Nextpoint EDA – Uploading and Importing Data

Follow

The first step in mining your data is to upload and import it into the Nextpoint EDA tool. 

Step 1: Getting Started with Imports

  • First Time User without imported data: As a first time user, you will be immediately prompted to import your data from the Dashboard.
  • Returning User with existing data: To import new data, simply navigate to the import tab and select “New Import”.

Step 2: Naming your Import and Selecting Your Source for Nextpoint EDA

In order to import your files directly into the Nextpoint EDA project, users have the ability to add any outside S3 sources, including their Nextpoint database(s). Once a location has been added and successfully verified, the source is saved and the user will be able to access that for all future imports. Additionally, each Nextpoint EDA project comes with a Nextpoint EDA Repository pre-created for that project which can be used directly to house source data.

Name the Import and Selecting an Existing Source

Import_P1.png

    1. Name your import. This name will appear later on your import batch list, so make the name clear and unique to this import data set.
    2. Select the source of the data (your Nextpoint EDA s3 repository, a Nextpoint File Room, or an external s3 Repository). If you need to add a new source location, check out the next section "Adding a New Source Location". 
    3. Click the "Next" button.

Adding a New Source Location

Add_s3_locationFilledNEW.png

Amazon s3 sources are virtual data storage locations used for housing large data sets. Your Discovery or Litigation Nextpoint File Room is an example of an s3 location. To add a non-Nextpoint EDA s3 location (like a Nextpoint File Room) to your Nextpoint EDA project: 

  1. Click on “Add New” at the bottom of a new import window. 
  2. Name your new s3 location (e.g. "Hoven v. Enron Discovery Database").
  3. Copy and Paste your AWS Access Key ID into the textbox below that option. In a Nextpoint database, all of these can be found in the “Settings” tab under “Import” in the "File Room" section. For more information about accessing your AWS keys and File Room Path, visit this support article.
  4. Copy and Paste your Secret Access Key into the text box below that option.
  5. Copy and Paste your File Room Path into the textbox below that option. 
  6. Click “Add” and confirm that the system was able to verify your credentials. You should see the word "Success" in green with a checkmark next to it by the new source you added. 

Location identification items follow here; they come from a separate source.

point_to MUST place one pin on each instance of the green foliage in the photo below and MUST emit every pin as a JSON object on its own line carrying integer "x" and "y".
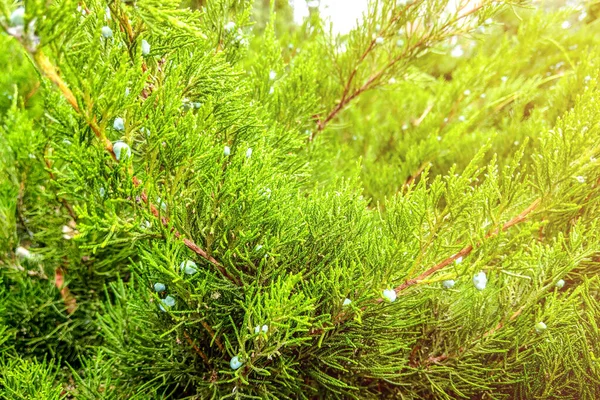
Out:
{"x": 282, "y": 182}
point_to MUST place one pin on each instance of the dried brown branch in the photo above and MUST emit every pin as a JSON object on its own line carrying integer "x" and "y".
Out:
{"x": 465, "y": 251}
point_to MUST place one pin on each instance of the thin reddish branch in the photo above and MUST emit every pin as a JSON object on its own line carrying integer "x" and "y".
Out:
{"x": 342, "y": 316}
{"x": 69, "y": 300}
{"x": 50, "y": 71}
{"x": 196, "y": 348}
{"x": 465, "y": 251}
{"x": 345, "y": 99}
{"x": 213, "y": 336}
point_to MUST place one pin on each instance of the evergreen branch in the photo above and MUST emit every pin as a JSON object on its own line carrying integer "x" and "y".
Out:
{"x": 188, "y": 242}
{"x": 50, "y": 71}
{"x": 465, "y": 251}
{"x": 196, "y": 348}
{"x": 63, "y": 201}
{"x": 211, "y": 332}
{"x": 408, "y": 51}
{"x": 59, "y": 282}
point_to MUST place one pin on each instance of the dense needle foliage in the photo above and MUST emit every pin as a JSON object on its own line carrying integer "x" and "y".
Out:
{"x": 213, "y": 202}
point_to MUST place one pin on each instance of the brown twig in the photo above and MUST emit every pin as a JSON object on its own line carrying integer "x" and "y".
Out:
{"x": 50, "y": 71}
{"x": 341, "y": 317}
{"x": 196, "y": 348}
{"x": 465, "y": 251}
{"x": 416, "y": 174}
{"x": 69, "y": 300}
{"x": 213, "y": 336}
{"x": 345, "y": 99}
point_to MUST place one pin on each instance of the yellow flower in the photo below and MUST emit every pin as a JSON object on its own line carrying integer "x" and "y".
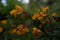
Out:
{"x": 1, "y": 29}
{"x": 3, "y": 22}
{"x": 18, "y": 10}
{"x": 45, "y": 9}
{"x": 21, "y": 30}
{"x": 54, "y": 15}
{"x": 36, "y": 32}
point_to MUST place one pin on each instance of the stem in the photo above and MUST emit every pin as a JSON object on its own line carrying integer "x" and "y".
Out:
{"x": 51, "y": 37}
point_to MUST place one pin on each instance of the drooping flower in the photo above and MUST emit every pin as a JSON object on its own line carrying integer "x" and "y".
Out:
{"x": 45, "y": 9}
{"x": 1, "y": 29}
{"x": 54, "y": 15}
{"x": 18, "y": 10}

Nextpoint EDA S3 Repository

If you choose to import directly from your Nextpoint EDA s3 repository, a tool tip on the import screen labeled “How do I transfer files into my Nextpoint EDA repository?” will guide you through how to pull your data into your Nextpoint EDA repository. The required AWS Access Key ID, Secret Access Key, and File Path will be provided here for input into your external sources.

s3_tool_tip.png

 Using these keys you can use any of the tools listed below to transfer your data into your repository. 

Source Errors

If you get an error when adding an external s3 location after adding your keys, it could be because of a CORS error. If this occurs, take the following steps to add a CORS configuration to an s3 bucket: 

  1. Sign in to the AWS Management Console and open the Amazon S3 console at https://console.aws.amazon.com/s3/.
  2. In the Buckets list, choose the name of the bucket that you want to create a bucket policy for.
  3. Choose Permissions.
  4. In the Cross-origin resource sharing (CORS) section, choose Edit.
  5. In the CORS configuration editor text box, type or copy and paste a "new CORS configuration", or "edit an existing configuration": 
[
    {
        "AllowedHeaders": [
            "authorization",
            "content-length",
            "content-md5",
            "content-type",
            "host",
            "origin",
            "x-amz-acl",
            "x-amz-content-sha256",
            "x-amz-date",
            "x-amz-meta-path",
            "x-amz-meta-qqfilename",
            "x-amz-security-token",
            "x-amz-server-side-encryption",
            "x-amz-user-agent",
            "amz-sdk-invocation-id",
            "amz-sdk-request",
            "x-amz-bucket-region",
            "x-amz-expected-bucket-owner"
        ],
        "AllowedMethods": [
            "GET",
            "POST",
            "PUT",
            "HEAD"
        ],
        "AllowedOrigins": [
            "*"
        ],
        "ExposeHeaders": [
            "ETag"
        ],
        "MaxAgeSeconds": 3000
    }
]

6. The CORS configuration is a JSON file. The text that you type in the editor must be valid JSON. For more information, see CORS configuration.

7. Choose Save changes.

Still Getting Errors?

AWS IAM policy will grant permission to list and download objects from an S3 bucket. But the following script could help you set up AWS permissions. Note - this will not work for exports, only imports.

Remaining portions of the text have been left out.